JPS6090263A - Copper phthalocyanine compound and dyeing of fibrous material using it - Google Patents

Abstract

NEW MATERIAL:A compound in the form of a free acid shown by the formula I [Pc is copper phthalocyanine; m and l are 1-3; n is 0-2; R1-R3 are H, or 1-2C alkyl; R4 is phenyl which may be replaced with methyl, sulfonic group, carboxyl, or chlorine; A is 2-3C alkylene or phenylene which may be replaced with methyl, sulfonic group, or carboxyl), with the proviso that COOH at pyridine nucleus is linked at 3- or 4-position, and positive charge of pyridine nucleus is electrically neutralized with OH<->, Cl<->, SO3<->, or COO<->]. EXAMPLE:A compound shown by the formula II. USE:Dye for dyeing cellulose fiber, especially mixed fabric of polyester fiber and cotton in Turkish color. PREPARATION:For example, a compound shown by the formula III is reacted with (iso)nicotinic acid in water at 50-100 deg.C at 3-8pH.

Description

DETAILED DESCRIPTION OF THE INVENTION The present invention relates to a water-soluble steel phthalosyanyl compound and a method for dyeing textile materials using the same. More specifically, in the form of a free acid, the formula (1) [In formula (1), Pc represents a copper phthalocyanine group, and In
.

1 is a number from 1 to 3, n is a number from O to 2, R, , R2゜゜, each independently represents a hydrogen atom or an alkyl group from 01 to C2, it4 is a methyl group, a sulfonic acid group, A phenyl group which may be substituted with a carboxyl group or a chlorine atom,
represents a C2-C8 alkylene group; a phenylene group which may be substituted with a methyl group, a sulfonic acid group or a carboxyl group. (However, the carboxyl group of the pyridine nucleus is bonded to the 3 or 4 position of the pyridine nucleus, and the positive charge of the nitrogen atom of the pyridine nucleus is electrically neutralized with OH-, CI, so3' or coo-. This invention relates to a water-soluble steel phthalocyanine compound represented by the following formula and a method for dyeing cellulose fibers or cellulose fiber-containing fiber materials using the same.

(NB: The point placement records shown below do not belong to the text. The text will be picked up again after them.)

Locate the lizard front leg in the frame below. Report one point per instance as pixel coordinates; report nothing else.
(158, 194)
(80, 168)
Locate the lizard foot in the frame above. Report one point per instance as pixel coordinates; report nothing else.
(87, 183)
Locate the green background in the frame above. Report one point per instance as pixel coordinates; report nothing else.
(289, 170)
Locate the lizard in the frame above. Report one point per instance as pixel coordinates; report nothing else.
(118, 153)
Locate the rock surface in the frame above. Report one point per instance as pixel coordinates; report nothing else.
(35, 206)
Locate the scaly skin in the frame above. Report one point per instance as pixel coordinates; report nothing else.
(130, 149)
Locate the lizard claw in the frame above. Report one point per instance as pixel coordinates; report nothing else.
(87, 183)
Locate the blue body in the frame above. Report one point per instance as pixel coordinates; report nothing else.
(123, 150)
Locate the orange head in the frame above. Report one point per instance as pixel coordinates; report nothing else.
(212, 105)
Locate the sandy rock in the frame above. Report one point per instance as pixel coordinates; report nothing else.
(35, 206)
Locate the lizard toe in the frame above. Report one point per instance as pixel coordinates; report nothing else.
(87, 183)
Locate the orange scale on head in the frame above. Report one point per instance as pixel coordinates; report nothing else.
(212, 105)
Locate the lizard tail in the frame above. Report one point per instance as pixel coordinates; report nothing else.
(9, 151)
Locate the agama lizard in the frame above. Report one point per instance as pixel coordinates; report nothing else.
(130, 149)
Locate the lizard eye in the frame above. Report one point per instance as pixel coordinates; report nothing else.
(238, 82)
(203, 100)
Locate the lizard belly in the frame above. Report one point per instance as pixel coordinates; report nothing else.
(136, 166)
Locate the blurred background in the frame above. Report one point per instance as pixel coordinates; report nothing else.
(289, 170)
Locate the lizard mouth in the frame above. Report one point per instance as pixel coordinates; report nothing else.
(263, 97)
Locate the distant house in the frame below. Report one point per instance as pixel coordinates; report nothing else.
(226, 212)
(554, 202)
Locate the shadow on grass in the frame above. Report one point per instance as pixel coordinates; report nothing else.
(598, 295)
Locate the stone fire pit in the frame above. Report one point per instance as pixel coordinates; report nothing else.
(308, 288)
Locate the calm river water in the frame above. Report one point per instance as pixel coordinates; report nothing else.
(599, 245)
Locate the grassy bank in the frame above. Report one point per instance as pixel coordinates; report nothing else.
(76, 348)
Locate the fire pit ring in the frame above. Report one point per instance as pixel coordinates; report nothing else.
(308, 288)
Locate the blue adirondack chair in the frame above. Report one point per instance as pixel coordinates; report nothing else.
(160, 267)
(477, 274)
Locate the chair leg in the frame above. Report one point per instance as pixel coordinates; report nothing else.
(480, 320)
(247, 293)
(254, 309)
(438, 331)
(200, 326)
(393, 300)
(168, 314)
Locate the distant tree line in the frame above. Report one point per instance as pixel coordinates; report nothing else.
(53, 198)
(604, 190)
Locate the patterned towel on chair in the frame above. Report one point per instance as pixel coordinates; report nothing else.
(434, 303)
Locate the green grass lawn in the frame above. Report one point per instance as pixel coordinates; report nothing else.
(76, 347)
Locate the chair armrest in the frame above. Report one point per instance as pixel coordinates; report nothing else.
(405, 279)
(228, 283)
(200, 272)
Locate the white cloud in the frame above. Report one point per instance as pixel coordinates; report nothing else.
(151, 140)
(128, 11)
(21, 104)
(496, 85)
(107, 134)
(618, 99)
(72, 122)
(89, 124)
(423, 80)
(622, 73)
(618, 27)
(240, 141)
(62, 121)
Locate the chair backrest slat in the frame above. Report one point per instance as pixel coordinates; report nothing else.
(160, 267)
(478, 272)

Reactive dyes for cellulose fibers are used in large quantities because they have superior fastness and brightness compared to other dyes for cellulose fibers.

For example, reactive groups such as dichlorotriazinyl, monochlorotriazinyl, fluorochloropyrimidinyl, dichloroquinoxacinyl, methylsulfonylchlorohirimicinyl, vinylsulfonyl, sulfatoethylsulfonyl, etc.
Acid binders using reactive dyes or substances that release acid binders by the action of heat (e.g., sodium carbonate, potassium carbonate, sodium hydroxide, potassium hydroxide, sodium metasilicate, tristrium phosphate) , tripotassium phosphate, birJ sodium phosphate, potassium birophosphate,
Sodium bicarbonate, sodium trichloroacetate)
By adjusting the I)H of the dye bath to 10 or more by using L or a mixture of two or more, the Ir of neutral electrolytes such as I, lithium and sodium sulfate can be adjusted so that the I)H of the dye bath is 10 or more. Currently, cellulose fibers are dyed at temperatures below 100°C.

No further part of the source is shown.